Questa riorganizzazione del rapporto tra produzione e distribuzione delle merci fu alla base del grande incremento dei consumi che
si registrò soprattutto nei decenni successivi alla seconda guerra mondiale. Il passaggio dall’“era della produzione” all’“era della distribuzione” fu funzionale all’“era del consumo di massa”. Anche in questo
caso, la lezione decisiva arrivò dall’America: l’accesso ai beni doveva
essere potenzialmente alla portata di tutti, cioè doveva dipendere semplicemente dalla disponibilità di reddito e non dall’appartenenza a
un’élite sociale [De Grazia 2006, XXVI]. Al contempo, il possesso di
un’automobile, di una lavatrice o di una televisione non rispondeva
esclusivamente alla soddisfazione di bisogni legati alla vita quotidiana,
ma significava anche la conquista di uno status sociale.

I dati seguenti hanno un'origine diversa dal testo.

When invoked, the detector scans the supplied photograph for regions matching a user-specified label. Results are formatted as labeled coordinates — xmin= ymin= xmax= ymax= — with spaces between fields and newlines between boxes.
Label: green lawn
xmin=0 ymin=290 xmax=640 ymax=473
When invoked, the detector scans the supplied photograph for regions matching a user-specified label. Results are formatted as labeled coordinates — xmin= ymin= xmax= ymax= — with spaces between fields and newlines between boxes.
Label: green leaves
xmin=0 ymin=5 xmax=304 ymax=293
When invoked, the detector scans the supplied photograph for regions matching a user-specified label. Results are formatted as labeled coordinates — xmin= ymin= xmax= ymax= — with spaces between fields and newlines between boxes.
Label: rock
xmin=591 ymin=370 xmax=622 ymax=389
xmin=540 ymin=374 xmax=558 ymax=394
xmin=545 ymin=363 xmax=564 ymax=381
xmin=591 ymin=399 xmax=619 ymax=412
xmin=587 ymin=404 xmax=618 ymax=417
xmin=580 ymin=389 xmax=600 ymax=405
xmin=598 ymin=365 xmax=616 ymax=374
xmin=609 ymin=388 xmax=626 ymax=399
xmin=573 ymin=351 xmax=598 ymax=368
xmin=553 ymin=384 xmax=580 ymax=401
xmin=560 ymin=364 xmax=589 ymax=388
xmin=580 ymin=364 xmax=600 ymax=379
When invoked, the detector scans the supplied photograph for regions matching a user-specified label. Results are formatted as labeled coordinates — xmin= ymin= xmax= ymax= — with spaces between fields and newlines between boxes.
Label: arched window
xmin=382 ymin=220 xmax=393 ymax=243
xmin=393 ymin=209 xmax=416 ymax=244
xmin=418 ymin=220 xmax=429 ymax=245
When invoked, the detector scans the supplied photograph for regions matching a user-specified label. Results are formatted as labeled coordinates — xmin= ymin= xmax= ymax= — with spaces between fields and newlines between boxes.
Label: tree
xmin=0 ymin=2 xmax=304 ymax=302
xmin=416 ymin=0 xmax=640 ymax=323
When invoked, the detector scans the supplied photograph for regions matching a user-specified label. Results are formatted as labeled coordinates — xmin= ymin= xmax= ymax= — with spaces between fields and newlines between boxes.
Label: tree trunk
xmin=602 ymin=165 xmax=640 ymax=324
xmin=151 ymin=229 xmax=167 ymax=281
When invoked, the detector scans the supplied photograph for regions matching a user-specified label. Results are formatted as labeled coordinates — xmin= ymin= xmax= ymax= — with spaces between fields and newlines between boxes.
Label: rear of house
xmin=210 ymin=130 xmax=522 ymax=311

Le identità e i comportamenti collettivi divennero sempre più influenzati dai nuovi modelli di consumo, che spesso trovavano ispirazione ed espressione nella circolazione di una cultura di massa composita, formata da molteplici esperienze in gran parte inedite fino agli
anni Trenta: l’avvento del cinema sonoro, innanzitutto, capace, in particolare nella sua versione hollywoodiana, di forgiare un potente immaginario, tendenzialmente globale benché diversamente declinato
nei singoli contesti locali; il rinnovamento del panorama editoriale,
con la diffusione di collane economiche, di riviste, di rotocalchi, di fumetti, rivolti a svariati e specifici segmenti di pubblico (le donne, i giovani, gli adolescenti, gli appassionati di sport ecc.); il mutamento dei
paesaggi sonori attraverso la radiofonia e il consumo discografico di
massa, con l’invenzione di nuovi generi musicali destinati, anche in
questo caso, a precisi gruppi di fruitori, secondo una segmentazione
di tipo generazionale più che geografico; infine la regolare trasmissione di programmi televisivi di vario genere (d’informazione, d’intrattenimento, sportivi ecc.), che decretò l’irruzione nel sistema delle comunicazioni di massa di un nuovo potente media, sperimentato negli
anni Trenta ma diffuso su grande scala dai primi anni Cinquanta.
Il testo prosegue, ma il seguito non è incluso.